Now that protecting liberties is so passe, government is in the real estate business. But, being almighty, it can’t just buy and sell like ordinary people. No, it must “acquire, improve and exchange Facility ‘B’ for Facility, ‘A’” as was specified for Project X, and close the deal, public hearing and all, before members of the public know what is going on. Requests for transparency are met with assurances that the multimillion dollar entity begging funds threatened to back out of the deal if its identity were revealed. Then, come the lectures about how the company is not getting a check. It is just getting a tax break. And, since it will be paying more in taxes than the owners of a derelict lot, it can afford not to pay those taxes for ten years.

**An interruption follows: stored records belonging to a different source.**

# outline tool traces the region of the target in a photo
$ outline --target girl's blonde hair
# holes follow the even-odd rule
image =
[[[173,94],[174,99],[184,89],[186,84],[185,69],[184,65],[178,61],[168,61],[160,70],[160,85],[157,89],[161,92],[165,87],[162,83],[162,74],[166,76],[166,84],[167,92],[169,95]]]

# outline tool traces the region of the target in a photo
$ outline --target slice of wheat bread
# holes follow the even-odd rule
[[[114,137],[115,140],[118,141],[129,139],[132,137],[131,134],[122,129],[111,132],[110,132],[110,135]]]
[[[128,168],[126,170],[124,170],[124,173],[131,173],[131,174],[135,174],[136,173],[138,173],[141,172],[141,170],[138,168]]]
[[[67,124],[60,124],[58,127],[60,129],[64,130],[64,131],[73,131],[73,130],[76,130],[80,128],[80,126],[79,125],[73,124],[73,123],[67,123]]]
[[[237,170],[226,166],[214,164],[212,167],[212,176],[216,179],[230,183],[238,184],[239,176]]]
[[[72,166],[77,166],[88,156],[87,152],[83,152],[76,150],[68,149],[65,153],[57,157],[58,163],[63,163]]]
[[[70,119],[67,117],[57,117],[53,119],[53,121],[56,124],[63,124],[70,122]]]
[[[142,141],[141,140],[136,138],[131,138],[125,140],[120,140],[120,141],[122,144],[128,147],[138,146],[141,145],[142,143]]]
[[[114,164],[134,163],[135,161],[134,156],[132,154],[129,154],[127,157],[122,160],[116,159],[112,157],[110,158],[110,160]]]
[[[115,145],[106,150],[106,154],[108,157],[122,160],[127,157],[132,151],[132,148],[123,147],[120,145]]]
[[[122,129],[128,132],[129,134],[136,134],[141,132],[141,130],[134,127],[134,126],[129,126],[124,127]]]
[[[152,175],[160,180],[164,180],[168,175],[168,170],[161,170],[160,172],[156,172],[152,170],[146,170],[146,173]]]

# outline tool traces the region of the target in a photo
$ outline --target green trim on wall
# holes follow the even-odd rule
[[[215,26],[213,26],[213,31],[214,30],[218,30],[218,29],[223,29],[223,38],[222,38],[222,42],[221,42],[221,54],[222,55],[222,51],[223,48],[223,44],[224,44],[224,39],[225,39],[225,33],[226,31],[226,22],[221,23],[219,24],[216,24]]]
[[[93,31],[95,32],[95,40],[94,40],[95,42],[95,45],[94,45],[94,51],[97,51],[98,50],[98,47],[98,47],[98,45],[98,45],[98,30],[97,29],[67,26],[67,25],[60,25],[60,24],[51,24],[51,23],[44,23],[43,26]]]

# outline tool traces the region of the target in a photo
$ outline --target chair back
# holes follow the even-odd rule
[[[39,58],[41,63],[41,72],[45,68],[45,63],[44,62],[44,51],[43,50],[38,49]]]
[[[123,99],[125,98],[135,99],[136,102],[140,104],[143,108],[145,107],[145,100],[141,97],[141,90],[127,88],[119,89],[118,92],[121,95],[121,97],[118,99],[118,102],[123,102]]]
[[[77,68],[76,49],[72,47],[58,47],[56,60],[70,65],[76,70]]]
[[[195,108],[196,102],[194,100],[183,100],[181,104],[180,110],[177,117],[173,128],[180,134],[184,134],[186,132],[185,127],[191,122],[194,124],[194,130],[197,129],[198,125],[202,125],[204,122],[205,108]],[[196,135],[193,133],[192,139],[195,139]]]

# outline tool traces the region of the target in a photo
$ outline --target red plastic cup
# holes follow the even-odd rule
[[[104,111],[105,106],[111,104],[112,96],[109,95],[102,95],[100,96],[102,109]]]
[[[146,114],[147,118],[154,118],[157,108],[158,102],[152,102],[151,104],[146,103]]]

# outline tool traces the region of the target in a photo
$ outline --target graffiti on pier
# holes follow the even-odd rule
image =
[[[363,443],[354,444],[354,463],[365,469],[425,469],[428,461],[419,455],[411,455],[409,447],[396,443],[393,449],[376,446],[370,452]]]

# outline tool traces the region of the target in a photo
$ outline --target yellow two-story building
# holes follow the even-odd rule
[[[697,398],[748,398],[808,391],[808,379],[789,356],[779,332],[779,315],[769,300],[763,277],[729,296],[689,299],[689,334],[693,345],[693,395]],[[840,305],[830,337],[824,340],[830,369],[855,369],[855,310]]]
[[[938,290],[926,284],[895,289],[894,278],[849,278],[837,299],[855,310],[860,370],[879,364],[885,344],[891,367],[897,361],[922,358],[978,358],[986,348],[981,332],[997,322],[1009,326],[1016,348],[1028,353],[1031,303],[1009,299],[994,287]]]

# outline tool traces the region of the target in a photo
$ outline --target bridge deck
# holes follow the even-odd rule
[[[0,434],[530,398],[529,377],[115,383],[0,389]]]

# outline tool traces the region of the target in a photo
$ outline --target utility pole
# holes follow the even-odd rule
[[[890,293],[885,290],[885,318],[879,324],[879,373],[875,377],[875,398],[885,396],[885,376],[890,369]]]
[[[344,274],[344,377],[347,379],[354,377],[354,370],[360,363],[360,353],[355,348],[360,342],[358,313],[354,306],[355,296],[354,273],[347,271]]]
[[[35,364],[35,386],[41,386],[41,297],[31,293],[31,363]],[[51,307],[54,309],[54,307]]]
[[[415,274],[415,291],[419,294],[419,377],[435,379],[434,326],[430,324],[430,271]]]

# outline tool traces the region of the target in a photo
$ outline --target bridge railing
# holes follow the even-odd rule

So, in the latest Buncombe County saga, we learn of the dispensation of the “spec building.” At their last meeting, the commissioners approved the sale of the spec building for $1.3 million to a private company in order to make a charitable contribution of that amount to the newly-forming Enka Youth Sports Organization. I don’t recall how the county came to own a spec building, but I don’t believe it was the builder.

Two weeks later, the public is learning who is buying the spec building. It is Wicked Weed. The brewer will rent the building from the county for three years before buying it. Rent will be $1 for the first six months, then $5000/mo until 2017 when it goes up to $5833/mo. The purchase price will be below the tax value, which is $1,519,400.

Wicked Weed claims it would not enter an ambitious expansion phase but for the $74,925 lump sum the county will award up-front. Now, if some religious nut were to stand up for his right not to subsidize firewater, he would be making himself uncool. This is, after all, not bad beer of which we speak, but hip beer, like they drink in Munich. If some tight-wad were to ask what was so horrible about the brewer’s plans that they couldn’t get assistance from conventional lenders, he would be reminded that banks are so evil and greedy, only government can properly dish out corporate loans.